3-Säulen-Modell hemmt Mobilität
„Mehr Säulen bringen mehr Sicherheit.“ Mit diesem scheinbar logischem Befund wird Kürzungen der öffentlichen Pensionen und Förderungen für Zusatzpensionen das Wort geredet. Das Bild wirkt auf den ersten Blick überzeugend, auf den zweiten Blick erkennt man aber: Es ist falsch. Das zeigt nicht nur das Beispiel Deutschlands. Denn Betriebspensionen und Privatpensionen gibt es für die meisten Menschen nicht. Und außerdem setzen sie die Menschen den unkalkulierbaren Finanzmarktrisiken aus. Die Pensionen werden nicht sicherer, wenn man sie von drei statt einer Stelle bezieht. Volkswirtschaftlich betrachtet ist ein Pensionssystem, das mit drei Säulen (= drei Verwaltungsapparate) dieselbe Funktion erfüllt, wie bislang die gesetzliche Pensionsversicherung allein sicher nicht kostengünstiger, sondern teurer. Der Vorteil des niedrigen Verwaltungsaufwands in der Sozialversicherung würde preisgegeben.
Gleichzeitig würden für viele Menschen Lücken entstehen: In der zweiten Säule, der betrieblichen Pensionsvorsorge, werden nur Zeiten der Erwerbstätigkeit in jenen Betrieben erfasst, die betriebliche Pensionen anbieten. Das trifft aber nur auf eine Minderheit der ArbeitnehmerInnen in Österreich zu. Hinzu kommt, dass im Gegensatz zur solidarischen Pensionsversicherung Perioden der Arbeitslosigkeit, der atypischen Beschäftigung oder der Kindererziehung nicht berücksichtigt werden. Das ist der zentrale Vorteil von öffentlichen Pensionssystemen: es sind alle Erwerbstätigen erfasst. Und jeder Arbeitgeber muss ab dem Beginn jeder Beschäftigung Pensionsversicherungsbeiträge abführen. Es gibt keine Lücken in der Absicherung. Anders bei Betriebspensionen: Erstens haben die meisten Arbeitgeber keine Betriebspensionsregelungen, und zweitens muss man meist ein paar Jahre beim selben Arbeitgeber durchgehend beschäftigt sein, um einen Anspruch auf Betriebspensionen erworben zu haben. Arbeitgeber sehen Betriebspensionsregelungen nämlich weniger als sozialpolitisches denn als personalpolitisches Instrument.
Die dritte Säule, die freiwillige Altersvorsorge, ist allein von den ArbeitnehmerInnen zu finanzieren, der Arbeitgeber zahlt keine Beiträge.
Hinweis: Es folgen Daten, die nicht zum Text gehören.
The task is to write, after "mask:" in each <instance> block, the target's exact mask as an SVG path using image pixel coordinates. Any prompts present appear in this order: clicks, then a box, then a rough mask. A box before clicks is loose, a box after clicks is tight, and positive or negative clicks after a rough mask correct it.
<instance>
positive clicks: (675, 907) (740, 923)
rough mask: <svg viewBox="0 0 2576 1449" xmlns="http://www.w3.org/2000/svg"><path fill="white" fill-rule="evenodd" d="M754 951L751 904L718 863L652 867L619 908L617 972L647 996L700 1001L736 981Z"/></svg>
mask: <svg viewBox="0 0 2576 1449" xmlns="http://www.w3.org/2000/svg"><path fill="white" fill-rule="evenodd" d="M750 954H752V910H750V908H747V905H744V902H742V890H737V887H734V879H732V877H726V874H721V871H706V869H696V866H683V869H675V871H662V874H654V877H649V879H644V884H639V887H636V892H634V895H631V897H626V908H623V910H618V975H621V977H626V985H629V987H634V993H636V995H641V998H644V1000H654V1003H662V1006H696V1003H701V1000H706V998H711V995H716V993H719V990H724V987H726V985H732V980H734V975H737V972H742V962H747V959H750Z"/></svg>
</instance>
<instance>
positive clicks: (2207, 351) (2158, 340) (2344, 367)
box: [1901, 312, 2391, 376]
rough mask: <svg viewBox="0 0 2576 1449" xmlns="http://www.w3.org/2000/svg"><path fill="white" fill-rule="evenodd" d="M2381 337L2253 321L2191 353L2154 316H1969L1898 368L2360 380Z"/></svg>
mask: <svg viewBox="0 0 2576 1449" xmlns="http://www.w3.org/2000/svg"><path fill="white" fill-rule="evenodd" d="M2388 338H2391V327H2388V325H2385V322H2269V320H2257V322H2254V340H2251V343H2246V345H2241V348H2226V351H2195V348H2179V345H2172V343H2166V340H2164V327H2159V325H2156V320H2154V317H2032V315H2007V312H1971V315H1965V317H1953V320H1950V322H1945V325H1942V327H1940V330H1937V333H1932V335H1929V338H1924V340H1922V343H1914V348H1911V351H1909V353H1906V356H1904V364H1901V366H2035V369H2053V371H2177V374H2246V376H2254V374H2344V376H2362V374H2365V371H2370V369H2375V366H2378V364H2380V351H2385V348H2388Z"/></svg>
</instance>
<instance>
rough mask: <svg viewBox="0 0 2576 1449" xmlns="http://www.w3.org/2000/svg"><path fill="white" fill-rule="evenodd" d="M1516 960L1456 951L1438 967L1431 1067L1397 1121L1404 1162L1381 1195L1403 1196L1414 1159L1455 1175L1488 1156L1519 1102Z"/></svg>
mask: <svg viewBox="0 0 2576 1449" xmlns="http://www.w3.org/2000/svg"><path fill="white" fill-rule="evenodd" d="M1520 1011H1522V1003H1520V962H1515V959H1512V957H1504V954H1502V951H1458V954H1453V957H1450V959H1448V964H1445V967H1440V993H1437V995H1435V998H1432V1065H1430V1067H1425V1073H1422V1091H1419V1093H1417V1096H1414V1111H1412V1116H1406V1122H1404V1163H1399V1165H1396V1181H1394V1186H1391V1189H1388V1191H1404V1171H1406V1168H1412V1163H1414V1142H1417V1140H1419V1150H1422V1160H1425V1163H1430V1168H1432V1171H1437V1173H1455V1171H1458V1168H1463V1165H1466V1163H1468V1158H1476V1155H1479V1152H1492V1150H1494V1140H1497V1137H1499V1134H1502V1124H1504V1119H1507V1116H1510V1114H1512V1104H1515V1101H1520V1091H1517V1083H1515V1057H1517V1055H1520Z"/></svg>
Das 3-Säulen-Modell ist also Ausdruck eines Konzepts, das auf weniger gesellschaftlichem Ausgleich und vermehrtem Risiko für die Einzelnen beruht. Die starke Gewichtung der öffentlichen Pensionen in Österreich ist so gesehen kein Nachteil, sondern ein Vorteil. Sie gewährleistet, dass die Absicherung im Alter nicht davon abhängt, bei wie vielen verschiedenen Arbeitgebern man beschäftigt war. Entscheidend ist die Anzahl der Versicherungsjahre, unabhängig davon, ob diese beim selben Arbeitgeber oder bei vielen geleistet wurden. Ein gut ausgebautes öffentliches Pensionssystem erleichtert daher die Mobilität der ArbeitnehmerInnen. Denn ein Arbeitsplatzwechsel bedeutet keinen Nachteil bei der Altersvorsorge.